Mainstream grocers now recognize that shoppers seeking out brands such as Tofurky and Quorn will also do the rest of their shop in stores that stock these must-have brands, he says.

“However, there is still a lot of debate about where to stock meat alternatives in the store. Should you put them in a store within a store, by the vegetables, or put them by the meat?”

The latter might make sense for meat reducers, he observes, but not for vegetarians: “Guess what, vegetarians don’t shop the meat aisles.”

For 17% of Americans half or more meals a week are now meatless  

Along with most players in the category, Turtle Island is targeting meat-reducers/flexitarians as well as vegetarians, says Tibbott, who is developing a new factory in Hood River, Oregon, due to open next year, to meet growing demand.

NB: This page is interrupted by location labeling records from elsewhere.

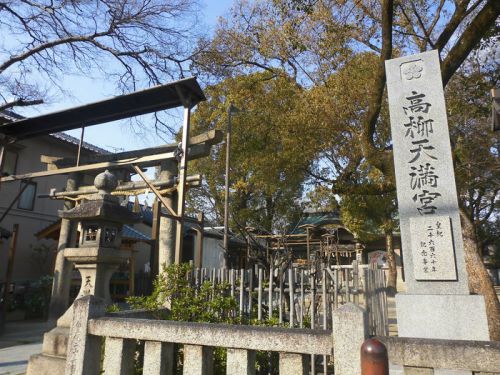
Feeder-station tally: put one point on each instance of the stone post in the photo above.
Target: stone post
(166, 241)
(437, 303)
(62, 269)
(350, 330)
(84, 350)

“This is a big up and coming market. For 17% of Americans half or more meals a week are now meatless and that’s a big market, whereas only 5% of Americans are vegetarian and 2% are vegan.”

And meat reducers are not “grossed out​” by products attempting to replicate the texture of meat, he points out.

Quite the opposite: “They want to reduce meat for health reasons but they like the texture and taste of it.”

While much has been made of the environmental impact of meat production (4.87lbs of grain are needed to make 1lb of turkey meat vs .47lbs for a 1lb of Tofurky Roast according to Turtle Island Foods), the desire to save the planet is not (at least not yet) a primary driver of meat-free sales, he says.

Is Quorn a threat?

While he first saw mycoprotein-maker Quorn - which specializes in poultry analogs - as a potential threat, he has since concluded that the more investment new players can bring to the market, the better.

“If Quorn brings new consumers to the category, they will look at what else is in there and say maybe I’ll try some other products as well? People want variety and they want to experiment.”

So how much has the market changed since the mid-1990s?

A lot, says Tibbott, who observes that the major brands in meat and dairy alternatives are now owned by multinationals (MorningStar Farms and GardenBurger are owned by Kellogg; Boca is owned by Kraft; Alpro and White Wave (Silk) are owned by Dean Foods).

“When a lot of these companies started they were led by passionate entrepreneurs, but one by one, they sold out to these big corporations leaving brand managers in charge.”

Tibbott, who predicts his family-owned business will “do just north of $25m in sales this year”, ​has no plans to sell up, however.

“A lot of people want to buy us”, ​he says. “But I’m not selling.”